In some exemplary embodiments of the subject matter, a caching mechanism is utilized. The caching mechanism may cache previously retrieved blocks to be used again should they be required in a retrieval process. For example, in case the data block 308 was retrieved, the index blocks 305, 303, 302 were also retrieved in the retrieval process. When the data block 309 is determined to be retrieved, index blocks 305, 303, 302 are required again since said index blocks 305, 303, 302 comprise the key required to retrieve the data block 309. If the index blocks 305, 303, 302 are stored in the caching mechanism, the retrieval process of the data block 309 requires retrieving only one block from the DHT - the data block 309. If all the index blocks 305, 303, 302 are not cached, the retrieval process of the data block 309 requires retrieving 4 blocks from the DHT, the data block 309 and the index blocks 305, 303, 302. The caching mechanism is also useful when retrieving a content of a file when only a portion of the data blocks representing its content were modified. In such scenario, data blocks previously retrieved and cached may be reused when retrieving the modified content of a file. For example, in case a content of a file is stored in data blocks 220, 208 and only data block 208 was modified, the retrieval process of the modified content requires only retrieving the modified data block 208 from the computerized grid network and combining it with the data blocks 220 that were not modified. A person skilled in the art will appreciate that by using said caching mechanism the use of system's limited resources, such as network bandwidth and processing elements, is reduced. For simplicity, a caching mechanism may be implemented as an interface of a DHT, caching values from the actual DHT and performing a lookup in the cache before utilizing the actual DHT.

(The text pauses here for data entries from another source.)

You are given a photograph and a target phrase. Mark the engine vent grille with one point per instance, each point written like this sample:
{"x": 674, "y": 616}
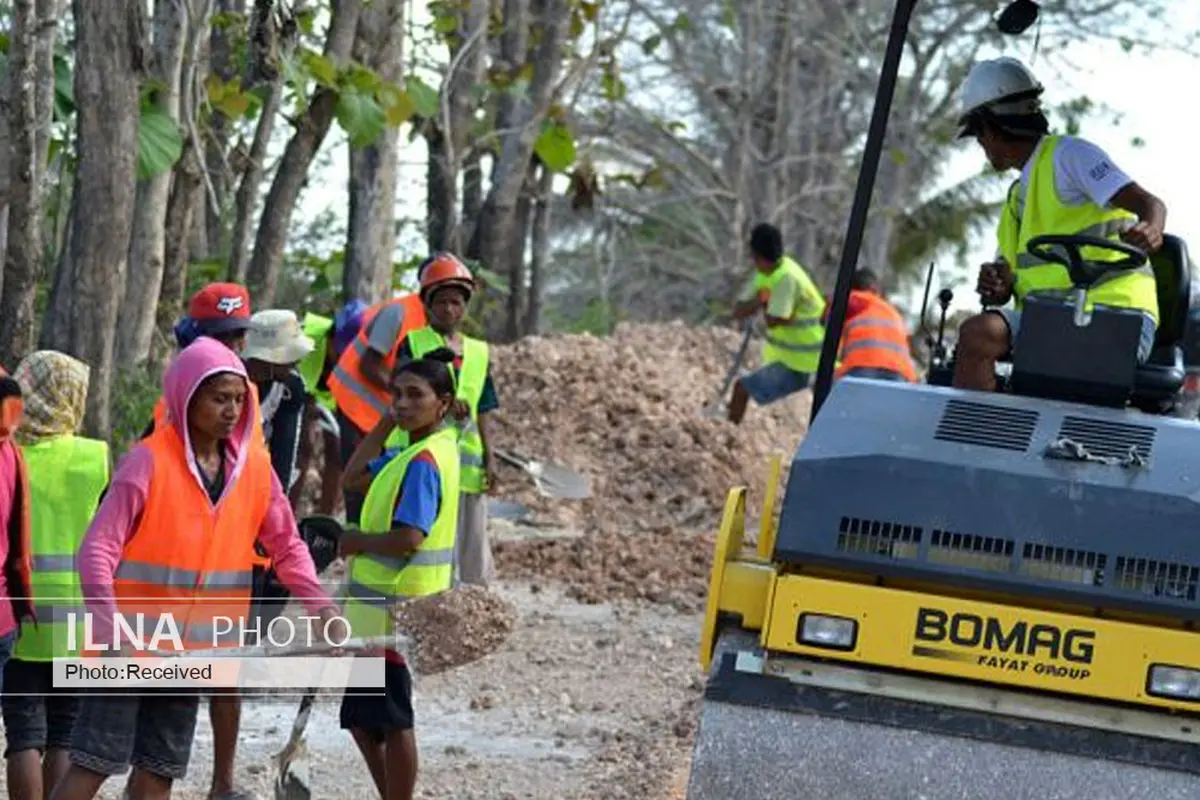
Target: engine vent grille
{"x": 1062, "y": 564}
{"x": 1157, "y": 578}
{"x": 987, "y": 426}
{"x": 875, "y": 537}
{"x": 1109, "y": 439}
{"x": 971, "y": 552}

Lazy loading should be construed as a method that enables retrieval of a backed up data block upon demand. In an exemplary embodiment of the subject matter, lazy loading is enabled due to the HLT data structure. A volume represented by the HLT is accessible in a similar manner that a volume stored in a storage device: via address. As aforementioned disclose, in case the header block comprises information regarding the number of data blocks in the volume, the route to a data block may be computed and only necessary index blocks are retrieved before retrieving the desired data block. Such random access method is necessary to enable lazy loading.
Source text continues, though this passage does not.